Service-Life Extension Values
Another way to determine how much you should spend on maintenance prevention measures is to consider that the benefit produced by delaying maintenance for a year is worth the maintenance cost divided by its normal service life. For example, if $500 of maintenance work normally is needed every 15 years, each year of service-life is worth approximately $33. If a protective measure will extend the service life by 5 years, the savings will be $165 ($33 × 5). Therefore, you could justify spending up to this amount on protective measures. If a measure extends the maintenance interval by only 3 years then only a $99 cost ($33 × 3) is justified. Expressing benefits as service-life extension values provides a different, but useful, perspective on cost thresholds for protective measures. Service-life extension values are easily calculated without formulas, but do not consider individuals’ preference for present over future values. The amount you can justify spending increases rapidly and in direct proportion to how much an expenditure extends normal maintenance times.
Choosing A Method
The measure of economic efficiency you should use depends on your objectives and on the funding and accounting practices and philosophy of your organization. How does it evaluate budgets and allocate funds among departments? Does it support an increase in current spending to reduce future expenditures on repairs? How does it allocate funds between maintenance, repair, and capital improvement? Even if your budget requests are not analyzed and funded by comparing savings with costs, you still should analyze your own priorities using some economic efficiency criteria.

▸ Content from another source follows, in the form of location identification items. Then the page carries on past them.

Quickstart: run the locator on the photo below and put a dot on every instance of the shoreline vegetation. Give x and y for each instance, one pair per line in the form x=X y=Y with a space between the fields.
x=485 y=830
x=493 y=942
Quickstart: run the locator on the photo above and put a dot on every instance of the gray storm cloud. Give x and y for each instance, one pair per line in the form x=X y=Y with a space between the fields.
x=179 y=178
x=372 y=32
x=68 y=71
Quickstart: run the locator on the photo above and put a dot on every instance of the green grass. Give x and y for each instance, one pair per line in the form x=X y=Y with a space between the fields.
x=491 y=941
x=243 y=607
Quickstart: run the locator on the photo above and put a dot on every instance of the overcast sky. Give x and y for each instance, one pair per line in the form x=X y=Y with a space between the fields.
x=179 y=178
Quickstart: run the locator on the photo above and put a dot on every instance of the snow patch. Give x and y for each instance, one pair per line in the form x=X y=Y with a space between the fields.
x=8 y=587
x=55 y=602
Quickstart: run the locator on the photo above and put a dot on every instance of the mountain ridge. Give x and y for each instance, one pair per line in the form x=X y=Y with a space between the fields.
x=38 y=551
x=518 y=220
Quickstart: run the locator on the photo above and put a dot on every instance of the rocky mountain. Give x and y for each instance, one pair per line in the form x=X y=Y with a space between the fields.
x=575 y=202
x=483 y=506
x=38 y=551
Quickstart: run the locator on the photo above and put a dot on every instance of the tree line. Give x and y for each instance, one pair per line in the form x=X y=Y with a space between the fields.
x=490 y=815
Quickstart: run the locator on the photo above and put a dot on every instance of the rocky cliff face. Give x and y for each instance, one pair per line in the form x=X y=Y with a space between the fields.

If allocation of funds is based, in whole or part, on standard economic analysis, use present discounted value or internal rate of return. If your organization’s budget analysts use an interest rate to compare costs and savings, use that rate and present discounted values. Alternatively, you might want to use the interest rate your city pays for borrowing operating funds until the tax revenues roll in, the rate it pays on bond issues, or the average commercial rate for borrowing money. If allocation of funds is determined (or influenced) by where returns on investments are greatest, use the internal rate of return for your analyses. If alternative budget allocations are compared by using a nonstandard economic method, you may want to use the service-life extension method because it is simpler to do, to comprehend, and to explain.
Showing some measure of the economic efficiency of alternative expenditures in your budget might greatly help you gain support for budget requests.